Attorney General Gurbir S. Grewal today announced that his office is taking two related actions in response to the U.S. Department of Education’s repeated refusals to cooperate with state investigations of fraudulent and predatory practices by student loan services, for-profit schools, and others, according to reports.

Reports say that in the first action, Attorney General Grewal led a coalition of 17 attorneys general, along with the attorneys general for Colorado, New York, and Washington, in a letter opposing a policy change by the Education Department that would curtail its information with state law enforcement agencies.

The attorney generals assert that the Education Department is harming their ability to protect students and borrowers from fraud and other abuses, reports say.

As stated in reports, in the second action, the Office of the Attorney General filed a lawsuit in federal court, alleging a “recent pattern and practice” by the Education Department “of shutting down cooperation and information sharing with state law enforcement agencies in areas where federal and state regulators have historically worked hand-in-hand.”

According to reports, the lawsuit seeks to compel the Education Department to disclose the basis for its actions, preventing the federal government from continuing on its current path without making public its reasons for cutting off cooperation with state law enforcement agencies.

“Recent actions by the U.S. Department of Education demonstrate that its current leadership is more committed to shielding student loan servicers and predatory schools from scrutiny than it is committed to protecting students from misconduct,” said Attorney General Grewal.

“Attorneys General from around the country have been voicing their concerns with the Department for more than a year,” Attorney General Grewal said, “but the Department has refused to be forthcoming with explanations for its conduct.
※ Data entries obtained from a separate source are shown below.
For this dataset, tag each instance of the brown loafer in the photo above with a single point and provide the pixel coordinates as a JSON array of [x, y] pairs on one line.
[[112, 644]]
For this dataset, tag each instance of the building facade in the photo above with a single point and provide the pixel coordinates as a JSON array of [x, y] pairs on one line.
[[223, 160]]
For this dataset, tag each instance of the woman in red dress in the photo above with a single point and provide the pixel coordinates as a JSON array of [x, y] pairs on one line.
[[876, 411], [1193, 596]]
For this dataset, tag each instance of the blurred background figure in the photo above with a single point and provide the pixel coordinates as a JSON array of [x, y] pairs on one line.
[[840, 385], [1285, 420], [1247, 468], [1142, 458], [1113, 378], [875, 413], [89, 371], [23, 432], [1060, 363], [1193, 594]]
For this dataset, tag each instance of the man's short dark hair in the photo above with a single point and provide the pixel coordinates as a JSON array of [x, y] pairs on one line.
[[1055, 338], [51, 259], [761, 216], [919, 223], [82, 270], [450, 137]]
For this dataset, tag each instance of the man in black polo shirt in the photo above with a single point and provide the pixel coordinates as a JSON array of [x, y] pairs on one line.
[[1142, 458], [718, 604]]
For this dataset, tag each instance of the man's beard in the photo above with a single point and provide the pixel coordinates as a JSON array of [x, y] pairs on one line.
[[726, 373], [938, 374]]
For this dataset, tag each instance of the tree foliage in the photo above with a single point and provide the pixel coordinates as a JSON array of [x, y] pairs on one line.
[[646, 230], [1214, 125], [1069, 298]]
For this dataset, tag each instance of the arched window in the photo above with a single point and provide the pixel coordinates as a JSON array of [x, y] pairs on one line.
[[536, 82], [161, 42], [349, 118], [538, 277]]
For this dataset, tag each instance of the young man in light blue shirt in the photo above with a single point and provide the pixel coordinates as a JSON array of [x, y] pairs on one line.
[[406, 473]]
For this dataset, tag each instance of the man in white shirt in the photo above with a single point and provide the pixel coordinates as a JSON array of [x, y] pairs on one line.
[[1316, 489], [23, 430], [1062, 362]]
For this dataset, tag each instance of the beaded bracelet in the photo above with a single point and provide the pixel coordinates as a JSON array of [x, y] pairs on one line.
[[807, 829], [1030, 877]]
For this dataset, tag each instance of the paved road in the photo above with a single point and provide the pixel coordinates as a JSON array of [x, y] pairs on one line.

We’ve been left with little choice but to sue to put an end to the Department’s stonewalling.”

Monday’s multistate letter marks at least the third time in just over a year that a group of attorneys general has written to the Education Department to express concern about new policies scaling back state law enforcement agencies’ access to federal student loan data and other information relevant to investigations of state law violations, reports say.

According to reports, access to information from federal data systems is important to state-level efforts to “combat widespread fraud in the higher education finance sector,” the letter from the attorneys general notes, and the Education Department has historically given state law enforcement agencies access to this information.

The letter follows others in which attorney generals have explained that cooperation and information-sharing between the Education Department and state law enforcement agencies has been integral to providing relief to students across the U.S. who have been victims of fraud and other misconduct by for-profit schools and other actors in the higher-education sector, as stated in reports.

The concerns raised by the multistate coalition are echoed in the complaint filed by the Office of the New Jersey Attorney General today in U.S. District Court in New Jersey, reports say.

Reports say that the complaint alleges that the Education Department has not fully responded to information requests made by Attorney General Grewal’s office more than a year ago.

Those requests, submitted in August 2018, sought to address the lack of cooperation and information-sharing by the Education Department with attorneys general investigating student loan servicers, for-profit schools, and other institutions in the higher-education industry, according to reports.

Because the Education Department “has persisted in its refusals to cooperate with state law enforcement agencies, without ever adequately explaining its resistance,” the complaint states, the Office of the Attorney General “now seeks an order from [the] Court compelling [the Education Department] to comply with its disclosure obligations under federal law.”

According to reports, Deputy Attorney General Eric Apar and Assistant Attorney General Glenn J. Moramarco are representing the Office of the Attorney General in the lawsuit.